Anyone who knows Ron Gault will quickly agree that he personifies the true “can do” mentality. And that’s not surprising when you look at his childhood. Beating polio and its crippling aftereffects at age 13 taught Gault that “if you can persist, you can prevail.” But despite the victory over his ailment, the managing director at First Boston Corp.’s Public Finance Group wanted more. “I never wanted to be average,” he says.

At 51, Gault is far from average. Since joining First Boston as a vice president in 1985, his office mementos are tribute to the dozens of groundbreaking deals he has led.

Gault took Howard University to the capital markets for the first time in 1987, raising $67 million through tax-exerupt bonds for the construction of housing for graduate students and staff. He led a $150 million financing transaction for his hometown’s ChicagoO’Hare International Airport in 1988 and a $75 million financing for the Philadelphia Gas Works Facility in 1991.

And then, of course, there is New York City. First Boston was a financial adviser to New York from 1982-1990. During that time, Gault and his team helped get the firm on board as one of the five major houses that under writes the city’s $4 billion to $6 billion annual general obligation debt. Gault’s reputation, connections and insights from his days as a senior adviser to former Mayor Edward Koch and friendship with Mayor David Dinkins surely didn’t hurt his firm’s chances for the job. In December 1990, when the city was at a low in investor credibility, Gault structured an innovative $1.3 billion transaction that addressed the concerns of investors by getting bond insurance and offering bonds to individual investors.

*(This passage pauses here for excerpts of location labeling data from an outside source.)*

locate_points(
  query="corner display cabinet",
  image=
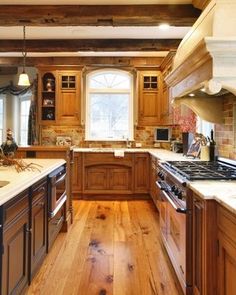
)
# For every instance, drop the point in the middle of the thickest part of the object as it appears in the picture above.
(59, 96)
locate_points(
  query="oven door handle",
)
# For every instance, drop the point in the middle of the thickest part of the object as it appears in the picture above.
(159, 184)
(177, 209)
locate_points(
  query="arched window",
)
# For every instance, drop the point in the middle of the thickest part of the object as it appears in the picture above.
(109, 105)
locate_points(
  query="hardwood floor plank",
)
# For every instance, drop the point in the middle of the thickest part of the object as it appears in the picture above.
(97, 276)
(112, 248)
(161, 272)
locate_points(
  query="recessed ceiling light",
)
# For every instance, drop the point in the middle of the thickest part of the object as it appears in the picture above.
(164, 27)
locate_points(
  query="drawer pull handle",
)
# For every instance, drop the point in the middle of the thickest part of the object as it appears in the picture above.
(40, 190)
(40, 204)
(58, 221)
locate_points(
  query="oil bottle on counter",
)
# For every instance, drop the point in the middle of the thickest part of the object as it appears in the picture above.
(212, 147)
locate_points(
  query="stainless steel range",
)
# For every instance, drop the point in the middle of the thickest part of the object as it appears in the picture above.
(175, 206)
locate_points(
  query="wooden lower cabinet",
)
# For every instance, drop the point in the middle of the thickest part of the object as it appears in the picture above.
(23, 237)
(198, 244)
(141, 172)
(204, 240)
(227, 252)
(153, 178)
(77, 174)
(104, 174)
(108, 179)
(38, 225)
(15, 246)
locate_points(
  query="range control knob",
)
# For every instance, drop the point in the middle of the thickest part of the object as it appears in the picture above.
(173, 189)
(179, 194)
(161, 175)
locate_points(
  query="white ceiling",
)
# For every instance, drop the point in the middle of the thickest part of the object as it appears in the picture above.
(92, 2)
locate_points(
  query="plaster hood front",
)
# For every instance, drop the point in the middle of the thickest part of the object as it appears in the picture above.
(206, 60)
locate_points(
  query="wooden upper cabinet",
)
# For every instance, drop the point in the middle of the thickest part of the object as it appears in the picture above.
(47, 97)
(141, 170)
(69, 92)
(59, 95)
(166, 112)
(150, 89)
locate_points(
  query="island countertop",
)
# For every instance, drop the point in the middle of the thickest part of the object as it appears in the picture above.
(18, 182)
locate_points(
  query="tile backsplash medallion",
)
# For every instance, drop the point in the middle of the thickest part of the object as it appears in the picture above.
(143, 135)
(226, 132)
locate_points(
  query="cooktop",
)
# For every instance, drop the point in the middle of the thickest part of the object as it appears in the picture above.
(202, 170)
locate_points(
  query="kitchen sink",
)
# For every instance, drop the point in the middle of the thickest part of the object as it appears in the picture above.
(4, 183)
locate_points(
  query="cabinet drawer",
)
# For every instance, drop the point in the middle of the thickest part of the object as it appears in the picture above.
(39, 190)
(15, 207)
(227, 223)
(107, 158)
(54, 226)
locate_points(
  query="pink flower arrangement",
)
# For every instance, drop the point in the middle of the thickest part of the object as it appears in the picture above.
(187, 122)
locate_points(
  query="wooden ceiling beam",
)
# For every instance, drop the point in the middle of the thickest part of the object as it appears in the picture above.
(97, 15)
(200, 4)
(83, 61)
(70, 45)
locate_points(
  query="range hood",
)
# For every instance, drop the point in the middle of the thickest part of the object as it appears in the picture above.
(204, 68)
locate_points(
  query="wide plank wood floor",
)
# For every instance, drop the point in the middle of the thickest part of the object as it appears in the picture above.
(112, 248)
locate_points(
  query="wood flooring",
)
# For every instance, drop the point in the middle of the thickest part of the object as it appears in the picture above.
(112, 248)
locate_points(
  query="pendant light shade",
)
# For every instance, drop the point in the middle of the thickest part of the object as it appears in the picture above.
(24, 78)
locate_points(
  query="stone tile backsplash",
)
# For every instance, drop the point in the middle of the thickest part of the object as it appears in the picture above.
(143, 135)
(226, 133)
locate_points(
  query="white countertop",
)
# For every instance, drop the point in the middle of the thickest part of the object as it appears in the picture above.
(224, 192)
(22, 180)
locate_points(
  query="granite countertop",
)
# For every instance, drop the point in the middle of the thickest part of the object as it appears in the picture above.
(161, 154)
(224, 192)
(18, 182)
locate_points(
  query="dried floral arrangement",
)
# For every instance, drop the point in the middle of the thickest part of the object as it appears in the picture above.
(20, 165)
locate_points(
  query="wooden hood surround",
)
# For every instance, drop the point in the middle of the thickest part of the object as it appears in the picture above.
(205, 62)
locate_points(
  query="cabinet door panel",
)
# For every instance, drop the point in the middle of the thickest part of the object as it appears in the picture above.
(150, 87)
(227, 267)
(38, 237)
(96, 178)
(77, 173)
(68, 106)
(141, 170)
(120, 179)
(15, 256)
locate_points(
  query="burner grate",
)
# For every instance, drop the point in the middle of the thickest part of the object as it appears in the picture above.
(201, 170)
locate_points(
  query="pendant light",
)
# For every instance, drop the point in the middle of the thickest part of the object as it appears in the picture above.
(24, 78)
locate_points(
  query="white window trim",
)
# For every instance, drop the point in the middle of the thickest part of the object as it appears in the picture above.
(131, 105)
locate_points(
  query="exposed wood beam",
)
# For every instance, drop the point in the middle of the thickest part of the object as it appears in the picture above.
(70, 45)
(8, 70)
(83, 61)
(200, 4)
(97, 15)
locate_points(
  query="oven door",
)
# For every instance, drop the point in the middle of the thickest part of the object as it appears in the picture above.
(58, 194)
(173, 232)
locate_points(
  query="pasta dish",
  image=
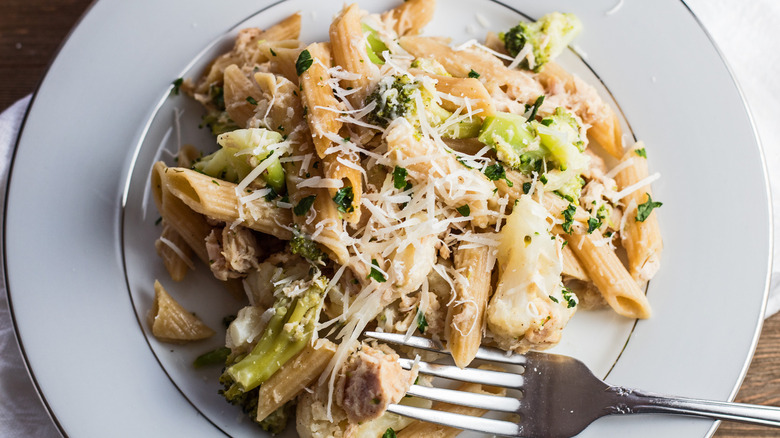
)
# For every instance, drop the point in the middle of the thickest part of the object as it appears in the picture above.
(472, 192)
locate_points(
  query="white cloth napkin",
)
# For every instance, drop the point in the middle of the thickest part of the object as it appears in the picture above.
(747, 34)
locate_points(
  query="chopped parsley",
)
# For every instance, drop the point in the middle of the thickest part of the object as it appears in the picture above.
(303, 63)
(176, 86)
(343, 199)
(644, 210)
(422, 323)
(569, 297)
(593, 224)
(304, 205)
(399, 179)
(568, 218)
(535, 107)
(375, 273)
(495, 172)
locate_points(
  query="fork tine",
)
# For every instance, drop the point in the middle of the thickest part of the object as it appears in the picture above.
(466, 422)
(491, 354)
(474, 375)
(474, 400)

To help clamp the deal, investors were invited to spend three days in the city talking to local officials and businesspeople. Although some considered such a maneuver too risky, Gault believed that the investors would be convinced of the value of investing in New York. They were.

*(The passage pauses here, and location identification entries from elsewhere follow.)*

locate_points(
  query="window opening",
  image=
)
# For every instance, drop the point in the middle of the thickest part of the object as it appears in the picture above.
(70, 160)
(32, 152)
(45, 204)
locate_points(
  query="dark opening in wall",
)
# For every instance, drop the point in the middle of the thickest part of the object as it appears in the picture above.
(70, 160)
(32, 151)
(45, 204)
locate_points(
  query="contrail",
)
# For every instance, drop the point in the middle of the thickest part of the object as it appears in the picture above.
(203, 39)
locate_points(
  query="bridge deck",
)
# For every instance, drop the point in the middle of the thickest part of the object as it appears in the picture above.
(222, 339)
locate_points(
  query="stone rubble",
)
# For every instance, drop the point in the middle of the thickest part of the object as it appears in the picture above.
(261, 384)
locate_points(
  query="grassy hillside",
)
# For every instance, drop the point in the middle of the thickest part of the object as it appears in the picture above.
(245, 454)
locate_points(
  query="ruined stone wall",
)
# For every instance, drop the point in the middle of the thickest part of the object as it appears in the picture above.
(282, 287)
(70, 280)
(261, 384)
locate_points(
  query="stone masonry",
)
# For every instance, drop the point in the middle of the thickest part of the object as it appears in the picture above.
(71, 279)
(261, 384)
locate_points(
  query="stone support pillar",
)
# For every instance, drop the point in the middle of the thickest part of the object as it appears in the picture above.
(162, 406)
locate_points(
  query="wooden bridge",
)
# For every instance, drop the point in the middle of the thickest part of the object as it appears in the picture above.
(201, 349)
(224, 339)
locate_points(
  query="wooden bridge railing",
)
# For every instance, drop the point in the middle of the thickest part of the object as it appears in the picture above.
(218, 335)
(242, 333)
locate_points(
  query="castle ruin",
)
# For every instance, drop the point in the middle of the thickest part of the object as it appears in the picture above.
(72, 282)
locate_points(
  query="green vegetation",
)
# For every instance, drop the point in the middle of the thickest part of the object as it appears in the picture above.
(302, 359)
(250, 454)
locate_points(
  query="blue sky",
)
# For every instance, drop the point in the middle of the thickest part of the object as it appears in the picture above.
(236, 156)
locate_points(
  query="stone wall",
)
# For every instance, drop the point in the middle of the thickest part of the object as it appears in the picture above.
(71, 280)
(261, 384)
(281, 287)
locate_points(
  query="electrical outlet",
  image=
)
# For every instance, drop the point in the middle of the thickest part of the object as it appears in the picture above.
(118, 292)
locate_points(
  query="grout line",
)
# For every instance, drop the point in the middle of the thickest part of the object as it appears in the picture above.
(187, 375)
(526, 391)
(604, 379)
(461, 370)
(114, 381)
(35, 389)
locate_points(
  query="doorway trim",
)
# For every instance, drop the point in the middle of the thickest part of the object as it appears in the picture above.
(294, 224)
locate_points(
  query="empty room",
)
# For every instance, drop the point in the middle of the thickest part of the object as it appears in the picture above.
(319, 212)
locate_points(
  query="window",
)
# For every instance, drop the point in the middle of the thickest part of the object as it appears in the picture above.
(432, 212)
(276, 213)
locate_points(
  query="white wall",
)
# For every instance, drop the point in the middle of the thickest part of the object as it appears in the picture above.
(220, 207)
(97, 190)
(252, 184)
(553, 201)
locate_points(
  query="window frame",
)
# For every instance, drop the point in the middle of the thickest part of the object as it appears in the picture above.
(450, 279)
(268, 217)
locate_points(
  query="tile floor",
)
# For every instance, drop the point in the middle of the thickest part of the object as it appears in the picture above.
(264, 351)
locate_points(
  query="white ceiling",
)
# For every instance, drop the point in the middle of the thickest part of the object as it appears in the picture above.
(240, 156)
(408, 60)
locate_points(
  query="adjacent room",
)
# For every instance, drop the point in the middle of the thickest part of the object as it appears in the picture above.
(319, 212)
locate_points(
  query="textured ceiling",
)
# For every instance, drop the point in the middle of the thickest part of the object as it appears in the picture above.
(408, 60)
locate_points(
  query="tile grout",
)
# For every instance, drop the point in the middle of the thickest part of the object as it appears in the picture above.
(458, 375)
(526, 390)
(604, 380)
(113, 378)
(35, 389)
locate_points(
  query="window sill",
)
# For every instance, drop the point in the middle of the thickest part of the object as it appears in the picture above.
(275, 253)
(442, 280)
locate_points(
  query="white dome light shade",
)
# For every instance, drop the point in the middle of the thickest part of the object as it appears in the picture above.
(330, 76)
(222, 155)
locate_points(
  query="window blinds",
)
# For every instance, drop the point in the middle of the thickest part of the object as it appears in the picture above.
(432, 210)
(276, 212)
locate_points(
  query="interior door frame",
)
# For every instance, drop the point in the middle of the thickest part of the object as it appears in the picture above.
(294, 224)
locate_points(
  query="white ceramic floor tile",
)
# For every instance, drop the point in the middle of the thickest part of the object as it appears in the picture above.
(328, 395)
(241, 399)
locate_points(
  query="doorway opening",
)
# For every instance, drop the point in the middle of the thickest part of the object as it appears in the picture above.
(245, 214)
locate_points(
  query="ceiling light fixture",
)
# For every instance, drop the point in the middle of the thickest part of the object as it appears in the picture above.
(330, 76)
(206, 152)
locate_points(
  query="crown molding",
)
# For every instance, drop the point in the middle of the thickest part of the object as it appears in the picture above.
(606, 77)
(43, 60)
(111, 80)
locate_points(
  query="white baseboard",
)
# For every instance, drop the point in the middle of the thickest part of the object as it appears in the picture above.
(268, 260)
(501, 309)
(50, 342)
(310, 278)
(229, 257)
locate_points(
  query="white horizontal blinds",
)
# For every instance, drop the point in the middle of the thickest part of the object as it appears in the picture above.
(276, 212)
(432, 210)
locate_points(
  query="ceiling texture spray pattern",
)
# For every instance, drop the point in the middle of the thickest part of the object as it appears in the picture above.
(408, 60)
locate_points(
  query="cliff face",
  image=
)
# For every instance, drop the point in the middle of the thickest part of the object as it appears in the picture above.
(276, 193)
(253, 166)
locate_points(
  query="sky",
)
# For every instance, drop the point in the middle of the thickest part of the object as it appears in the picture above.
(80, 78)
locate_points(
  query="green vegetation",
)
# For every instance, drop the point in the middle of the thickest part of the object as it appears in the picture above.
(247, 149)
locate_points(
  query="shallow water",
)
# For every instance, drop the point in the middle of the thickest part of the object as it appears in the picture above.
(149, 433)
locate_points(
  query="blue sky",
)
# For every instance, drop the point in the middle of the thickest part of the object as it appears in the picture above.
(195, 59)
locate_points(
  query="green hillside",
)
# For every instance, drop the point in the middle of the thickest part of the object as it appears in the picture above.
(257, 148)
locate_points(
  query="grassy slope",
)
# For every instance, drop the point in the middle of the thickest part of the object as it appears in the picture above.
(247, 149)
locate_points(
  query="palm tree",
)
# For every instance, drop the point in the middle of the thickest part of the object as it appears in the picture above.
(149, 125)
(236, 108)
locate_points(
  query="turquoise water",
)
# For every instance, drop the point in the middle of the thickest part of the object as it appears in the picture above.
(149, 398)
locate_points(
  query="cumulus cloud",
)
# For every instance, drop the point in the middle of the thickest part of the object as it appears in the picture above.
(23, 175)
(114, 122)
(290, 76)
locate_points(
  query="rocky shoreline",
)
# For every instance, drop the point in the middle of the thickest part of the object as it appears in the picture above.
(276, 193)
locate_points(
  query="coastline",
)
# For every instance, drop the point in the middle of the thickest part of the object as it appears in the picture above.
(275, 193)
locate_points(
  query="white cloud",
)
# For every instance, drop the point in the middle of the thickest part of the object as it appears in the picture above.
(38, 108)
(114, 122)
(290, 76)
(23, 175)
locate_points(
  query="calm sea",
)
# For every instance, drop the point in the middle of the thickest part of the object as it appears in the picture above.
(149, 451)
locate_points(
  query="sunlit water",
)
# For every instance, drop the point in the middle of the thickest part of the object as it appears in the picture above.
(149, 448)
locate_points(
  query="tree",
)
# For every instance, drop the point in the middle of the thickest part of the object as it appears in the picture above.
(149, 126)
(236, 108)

Deals like these in which he can “see and feel and touch the projects that result from the capital we raise,”says Gault, are the reason he went into the investment banking business. Last summer, for example, Gault led an $80 million advance refunding of outstanding debt on low-income housing projects for the Chicago Metropolitan Housing Development Corp. The refinancing will generate an annual payment of just over $1 million through the year 2004, which will be reinvested in low-income housing.

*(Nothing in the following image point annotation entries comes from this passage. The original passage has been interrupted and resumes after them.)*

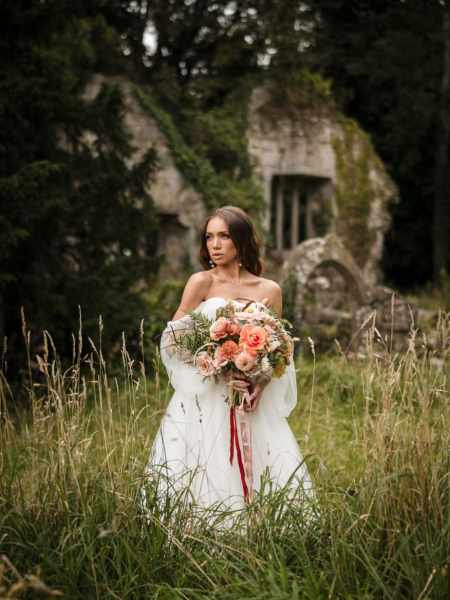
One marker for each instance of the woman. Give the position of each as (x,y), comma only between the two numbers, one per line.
(191,449)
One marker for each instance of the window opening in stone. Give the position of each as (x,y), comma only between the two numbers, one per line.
(295,202)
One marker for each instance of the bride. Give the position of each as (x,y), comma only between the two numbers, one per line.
(191,451)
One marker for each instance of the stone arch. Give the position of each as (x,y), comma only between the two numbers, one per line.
(306,258)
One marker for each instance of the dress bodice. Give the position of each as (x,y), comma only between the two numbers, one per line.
(209,306)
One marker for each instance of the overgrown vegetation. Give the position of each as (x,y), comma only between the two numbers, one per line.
(375,436)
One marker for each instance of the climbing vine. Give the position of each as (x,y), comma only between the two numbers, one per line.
(215,161)
(354,190)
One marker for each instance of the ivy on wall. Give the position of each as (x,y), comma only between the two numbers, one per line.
(355,192)
(216,161)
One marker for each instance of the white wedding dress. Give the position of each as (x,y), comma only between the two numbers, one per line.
(191,448)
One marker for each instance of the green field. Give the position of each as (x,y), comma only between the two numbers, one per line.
(375,433)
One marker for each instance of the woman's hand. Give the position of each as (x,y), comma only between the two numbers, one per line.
(251,399)
(251,393)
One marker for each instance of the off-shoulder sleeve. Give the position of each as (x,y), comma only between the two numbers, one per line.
(183,376)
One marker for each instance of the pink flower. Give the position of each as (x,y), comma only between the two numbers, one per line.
(219,329)
(244,361)
(204,364)
(233,328)
(227,351)
(253,338)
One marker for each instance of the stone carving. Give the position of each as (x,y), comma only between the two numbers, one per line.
(314,150)
(328,298)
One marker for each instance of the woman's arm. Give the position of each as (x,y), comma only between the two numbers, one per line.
(194,292)
(274,298)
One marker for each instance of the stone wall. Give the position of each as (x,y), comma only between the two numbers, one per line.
(325,145)
(181,207)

After graduating from Grinnell College in Iowa, Gault received a master’s degree in public administration from the University of Michigan. Before joining the Koch administration, he worked as the Ford Foundation’s National Affairs Division Program Officer, with portfolio responsibility for major urban development projects.

And now Gault is aiming to contribute on the global level. After lobbying his industry for two years, First Boston and other Wall Street firms launched a six-month professional internship program for 21 black South African managers in June. His goal: “to demonstrate to the world that good corporate citizenship is good business.”